Data Science Asked by johnyc on February 27, 2021

I have gathered some raw audio from all the conferences, meetings, lectures & casual conversation that I was part of. The machine transcription did not offer good results (from Azure, AWS etc.) I would transcribe it so to have both data+label (audio+text) for ML training.

My question is whether to have small (3-10 sec.) audio files (split it at silence) and then transcribe each small file? or large file with timestamps with subtitle.srt format?
What if I have a long duration audio file with text? I heard long files have more chances of errors & not accurate training. What if I add timestamp like subtitle file srt?
Do I need small audio files?
I tried Azure custom Speech to train and test but it threw errors, saying it wont process large audio files. (so small chunks is recommended.)
What other ML platforms (AWS, Watson, GCP) have it their data labelling criteria? Sorry I couldn’t find other than MS Azure.
Ideally I shall have its own speech recognition system with clean slate (open to hear suggestions on model selection), but need to know what format & style the data should be created.

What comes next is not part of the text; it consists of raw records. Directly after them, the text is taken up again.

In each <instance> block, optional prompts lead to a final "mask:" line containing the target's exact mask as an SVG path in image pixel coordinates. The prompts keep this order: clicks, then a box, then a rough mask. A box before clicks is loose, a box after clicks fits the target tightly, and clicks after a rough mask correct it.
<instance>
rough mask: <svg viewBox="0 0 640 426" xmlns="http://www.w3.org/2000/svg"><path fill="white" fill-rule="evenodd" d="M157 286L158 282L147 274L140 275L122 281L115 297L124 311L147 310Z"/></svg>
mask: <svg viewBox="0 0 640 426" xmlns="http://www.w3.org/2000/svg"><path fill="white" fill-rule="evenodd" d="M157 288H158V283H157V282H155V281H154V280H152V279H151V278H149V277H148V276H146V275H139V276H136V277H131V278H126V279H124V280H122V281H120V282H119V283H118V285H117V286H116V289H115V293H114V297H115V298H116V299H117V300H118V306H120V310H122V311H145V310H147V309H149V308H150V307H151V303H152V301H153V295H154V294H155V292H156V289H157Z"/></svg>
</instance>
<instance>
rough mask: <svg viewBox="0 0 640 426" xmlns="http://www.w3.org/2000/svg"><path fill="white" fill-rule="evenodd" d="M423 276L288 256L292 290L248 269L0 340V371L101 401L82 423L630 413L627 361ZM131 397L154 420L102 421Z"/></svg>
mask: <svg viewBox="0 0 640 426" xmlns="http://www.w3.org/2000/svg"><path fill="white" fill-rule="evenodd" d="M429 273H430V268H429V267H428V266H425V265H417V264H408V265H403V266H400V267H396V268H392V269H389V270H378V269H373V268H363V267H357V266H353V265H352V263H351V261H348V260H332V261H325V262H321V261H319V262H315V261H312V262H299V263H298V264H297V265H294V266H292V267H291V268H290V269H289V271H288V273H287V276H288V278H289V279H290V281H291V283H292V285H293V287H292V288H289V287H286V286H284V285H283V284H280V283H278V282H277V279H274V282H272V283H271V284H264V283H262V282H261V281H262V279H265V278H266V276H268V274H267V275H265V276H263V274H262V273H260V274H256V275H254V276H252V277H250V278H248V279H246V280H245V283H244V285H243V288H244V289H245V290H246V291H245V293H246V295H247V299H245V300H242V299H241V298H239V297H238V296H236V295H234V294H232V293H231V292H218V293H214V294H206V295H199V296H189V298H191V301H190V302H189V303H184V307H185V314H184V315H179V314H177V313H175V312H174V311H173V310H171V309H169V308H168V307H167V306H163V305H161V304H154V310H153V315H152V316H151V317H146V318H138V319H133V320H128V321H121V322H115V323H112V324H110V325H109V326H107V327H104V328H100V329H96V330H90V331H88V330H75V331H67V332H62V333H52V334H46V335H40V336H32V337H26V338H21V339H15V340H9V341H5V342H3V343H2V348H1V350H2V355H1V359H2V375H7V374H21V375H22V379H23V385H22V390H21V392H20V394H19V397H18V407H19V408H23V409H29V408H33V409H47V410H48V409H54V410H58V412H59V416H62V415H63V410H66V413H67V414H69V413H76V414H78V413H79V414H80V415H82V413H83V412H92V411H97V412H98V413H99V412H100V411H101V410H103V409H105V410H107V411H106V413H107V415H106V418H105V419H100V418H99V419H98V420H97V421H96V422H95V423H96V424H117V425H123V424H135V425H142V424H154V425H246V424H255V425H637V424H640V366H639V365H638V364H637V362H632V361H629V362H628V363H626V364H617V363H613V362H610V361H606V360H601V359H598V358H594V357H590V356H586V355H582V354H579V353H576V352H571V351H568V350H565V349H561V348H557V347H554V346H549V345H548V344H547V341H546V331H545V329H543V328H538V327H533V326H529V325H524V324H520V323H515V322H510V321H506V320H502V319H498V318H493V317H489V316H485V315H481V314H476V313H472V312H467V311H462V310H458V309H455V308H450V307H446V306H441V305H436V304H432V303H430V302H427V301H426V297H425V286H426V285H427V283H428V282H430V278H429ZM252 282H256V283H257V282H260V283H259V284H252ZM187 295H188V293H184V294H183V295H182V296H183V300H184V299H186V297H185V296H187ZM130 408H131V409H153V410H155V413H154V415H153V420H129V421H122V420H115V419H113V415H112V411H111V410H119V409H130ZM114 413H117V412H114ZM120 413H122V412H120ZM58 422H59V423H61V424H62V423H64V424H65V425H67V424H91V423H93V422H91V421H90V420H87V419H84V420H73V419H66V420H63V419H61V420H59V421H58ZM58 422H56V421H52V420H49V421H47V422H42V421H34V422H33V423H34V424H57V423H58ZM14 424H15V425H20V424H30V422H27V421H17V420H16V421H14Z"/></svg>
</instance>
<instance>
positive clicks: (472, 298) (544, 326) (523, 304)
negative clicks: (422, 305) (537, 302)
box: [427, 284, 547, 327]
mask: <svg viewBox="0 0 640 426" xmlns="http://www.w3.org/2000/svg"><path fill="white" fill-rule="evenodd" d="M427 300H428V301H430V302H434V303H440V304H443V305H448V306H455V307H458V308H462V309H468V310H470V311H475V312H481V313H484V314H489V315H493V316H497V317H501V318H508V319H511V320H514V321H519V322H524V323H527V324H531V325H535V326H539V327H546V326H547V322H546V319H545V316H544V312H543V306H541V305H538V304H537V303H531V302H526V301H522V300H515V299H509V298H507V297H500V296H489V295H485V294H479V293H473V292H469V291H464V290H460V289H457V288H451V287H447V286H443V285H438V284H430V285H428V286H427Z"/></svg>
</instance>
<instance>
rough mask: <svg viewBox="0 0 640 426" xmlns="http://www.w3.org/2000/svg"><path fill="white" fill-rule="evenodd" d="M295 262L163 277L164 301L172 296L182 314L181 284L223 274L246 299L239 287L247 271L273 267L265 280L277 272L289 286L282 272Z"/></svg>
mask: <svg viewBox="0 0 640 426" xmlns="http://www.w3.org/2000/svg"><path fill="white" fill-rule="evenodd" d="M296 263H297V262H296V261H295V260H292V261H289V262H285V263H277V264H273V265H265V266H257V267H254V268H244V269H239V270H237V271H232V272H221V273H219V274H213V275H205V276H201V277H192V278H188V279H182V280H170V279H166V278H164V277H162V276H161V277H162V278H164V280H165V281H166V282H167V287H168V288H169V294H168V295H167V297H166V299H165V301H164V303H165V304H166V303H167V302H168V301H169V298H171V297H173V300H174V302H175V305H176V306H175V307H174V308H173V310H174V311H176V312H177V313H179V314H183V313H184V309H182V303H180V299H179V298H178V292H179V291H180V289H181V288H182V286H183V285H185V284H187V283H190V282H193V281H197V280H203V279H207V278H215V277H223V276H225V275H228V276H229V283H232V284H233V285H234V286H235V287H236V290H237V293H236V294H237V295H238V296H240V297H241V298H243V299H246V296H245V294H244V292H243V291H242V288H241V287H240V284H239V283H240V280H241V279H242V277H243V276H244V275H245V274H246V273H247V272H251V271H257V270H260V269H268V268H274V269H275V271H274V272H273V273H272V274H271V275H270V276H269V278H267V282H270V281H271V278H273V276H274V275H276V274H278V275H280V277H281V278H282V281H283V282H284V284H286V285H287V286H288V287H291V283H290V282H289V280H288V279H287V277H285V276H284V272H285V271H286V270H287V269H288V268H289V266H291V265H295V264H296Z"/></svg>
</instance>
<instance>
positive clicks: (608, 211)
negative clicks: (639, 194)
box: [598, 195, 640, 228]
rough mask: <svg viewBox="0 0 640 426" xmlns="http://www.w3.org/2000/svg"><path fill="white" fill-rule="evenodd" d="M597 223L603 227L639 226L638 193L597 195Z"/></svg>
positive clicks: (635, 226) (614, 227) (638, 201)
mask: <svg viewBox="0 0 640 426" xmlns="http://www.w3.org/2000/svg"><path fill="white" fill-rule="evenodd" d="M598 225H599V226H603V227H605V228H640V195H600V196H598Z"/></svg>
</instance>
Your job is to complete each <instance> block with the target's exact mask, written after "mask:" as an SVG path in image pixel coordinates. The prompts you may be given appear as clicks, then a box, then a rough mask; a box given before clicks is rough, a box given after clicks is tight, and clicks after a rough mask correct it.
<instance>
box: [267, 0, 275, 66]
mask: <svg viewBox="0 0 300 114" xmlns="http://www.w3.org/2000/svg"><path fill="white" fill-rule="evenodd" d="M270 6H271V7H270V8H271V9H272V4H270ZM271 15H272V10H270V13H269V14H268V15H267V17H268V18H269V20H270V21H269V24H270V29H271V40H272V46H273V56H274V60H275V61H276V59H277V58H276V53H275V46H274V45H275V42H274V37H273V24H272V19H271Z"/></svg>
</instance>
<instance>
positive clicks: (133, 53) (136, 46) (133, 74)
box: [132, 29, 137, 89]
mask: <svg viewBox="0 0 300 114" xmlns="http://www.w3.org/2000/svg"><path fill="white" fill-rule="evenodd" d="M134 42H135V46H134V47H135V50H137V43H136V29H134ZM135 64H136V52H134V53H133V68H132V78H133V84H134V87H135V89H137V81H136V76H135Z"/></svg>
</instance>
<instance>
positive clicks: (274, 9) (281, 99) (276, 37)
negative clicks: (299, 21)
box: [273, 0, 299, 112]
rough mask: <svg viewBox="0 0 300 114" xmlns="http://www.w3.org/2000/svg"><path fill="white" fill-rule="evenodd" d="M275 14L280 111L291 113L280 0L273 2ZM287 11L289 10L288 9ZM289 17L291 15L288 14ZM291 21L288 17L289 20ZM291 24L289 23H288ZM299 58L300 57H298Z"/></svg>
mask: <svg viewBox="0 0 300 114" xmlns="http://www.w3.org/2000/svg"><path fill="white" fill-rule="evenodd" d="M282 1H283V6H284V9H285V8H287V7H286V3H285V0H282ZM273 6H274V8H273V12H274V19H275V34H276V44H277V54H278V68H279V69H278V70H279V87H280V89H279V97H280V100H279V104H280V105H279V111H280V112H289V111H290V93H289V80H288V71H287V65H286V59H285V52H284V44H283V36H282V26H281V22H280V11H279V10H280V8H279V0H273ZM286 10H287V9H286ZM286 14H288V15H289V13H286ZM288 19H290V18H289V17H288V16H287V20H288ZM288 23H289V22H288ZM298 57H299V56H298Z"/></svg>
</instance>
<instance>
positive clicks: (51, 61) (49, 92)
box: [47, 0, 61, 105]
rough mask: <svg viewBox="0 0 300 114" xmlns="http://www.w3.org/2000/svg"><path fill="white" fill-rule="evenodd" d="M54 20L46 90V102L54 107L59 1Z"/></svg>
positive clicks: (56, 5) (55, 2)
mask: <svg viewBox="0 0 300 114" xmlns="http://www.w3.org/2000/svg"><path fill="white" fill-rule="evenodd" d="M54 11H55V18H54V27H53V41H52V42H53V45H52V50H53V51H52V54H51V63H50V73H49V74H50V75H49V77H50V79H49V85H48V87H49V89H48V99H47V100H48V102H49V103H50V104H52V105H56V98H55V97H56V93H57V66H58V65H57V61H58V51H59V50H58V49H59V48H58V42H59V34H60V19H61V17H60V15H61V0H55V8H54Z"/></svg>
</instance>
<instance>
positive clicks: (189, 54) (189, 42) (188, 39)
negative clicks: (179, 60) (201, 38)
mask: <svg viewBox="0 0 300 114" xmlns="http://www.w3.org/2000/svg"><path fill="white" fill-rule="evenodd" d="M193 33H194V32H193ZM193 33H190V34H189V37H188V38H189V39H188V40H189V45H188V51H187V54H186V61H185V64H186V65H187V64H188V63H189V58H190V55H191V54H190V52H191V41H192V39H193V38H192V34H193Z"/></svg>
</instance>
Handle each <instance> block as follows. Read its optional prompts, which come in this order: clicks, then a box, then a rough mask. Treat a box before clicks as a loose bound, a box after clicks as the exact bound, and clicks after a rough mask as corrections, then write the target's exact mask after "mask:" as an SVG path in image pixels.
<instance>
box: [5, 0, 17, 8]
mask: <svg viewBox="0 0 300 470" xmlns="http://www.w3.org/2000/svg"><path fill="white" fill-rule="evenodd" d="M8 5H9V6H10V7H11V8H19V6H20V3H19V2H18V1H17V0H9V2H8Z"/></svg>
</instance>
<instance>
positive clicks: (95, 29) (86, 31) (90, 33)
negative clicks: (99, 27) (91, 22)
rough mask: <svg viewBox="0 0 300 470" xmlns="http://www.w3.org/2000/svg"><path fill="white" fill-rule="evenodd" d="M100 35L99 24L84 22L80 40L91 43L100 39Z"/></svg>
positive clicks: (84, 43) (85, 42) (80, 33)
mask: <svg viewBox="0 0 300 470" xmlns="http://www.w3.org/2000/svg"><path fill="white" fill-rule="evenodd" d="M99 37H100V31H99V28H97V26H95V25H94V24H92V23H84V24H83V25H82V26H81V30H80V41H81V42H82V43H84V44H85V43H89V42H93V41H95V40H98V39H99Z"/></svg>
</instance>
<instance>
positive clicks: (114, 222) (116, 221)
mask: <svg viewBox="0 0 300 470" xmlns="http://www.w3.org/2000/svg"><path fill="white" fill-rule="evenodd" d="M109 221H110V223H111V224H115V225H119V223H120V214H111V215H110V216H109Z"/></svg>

The way I see it, audio splitting (say, cutting a 30 mins audio into 200 parts) can be automated but then, how to separate transcripts into 200 lines? (need to check manually to linebreak.), So, not a good option to go for large datasets.
Thus it’s important to decide the data format before working on it (for assigning the transcribers the proper instructions).
So the question again: with the clean slate (a) to have large audio files with timestamp transcript, or (b) to have small audio files with single line text?
& how?
Please guide. I did bit research but finally dared to post a question.

One Answer

In general audio training tools requires data segmented on small chunks. It is not a big problem to segment, you can use segmentation scripts, for example segment_long_utterances.sh as described in Kaldi group discussion. Many other segmentation tools beside that like dsalign or gentle or aeneas.

Overall, training model from scratch is pretty complicated process which requires time and data (>5000 hours of speech properly annotated). It can take months to build a new model.

You'd better investigate first the reasons your error rate is bad, it might not be solvable with training. If information is already lost, you can not really repair it. A better microphone, no compression for data and many other tricks can improve recognition accuracy significantly. You can also just adapt the language model to improve accuracy in case standard language model is not good for your content. It is easier than acoustic model training and you just need texts as described here.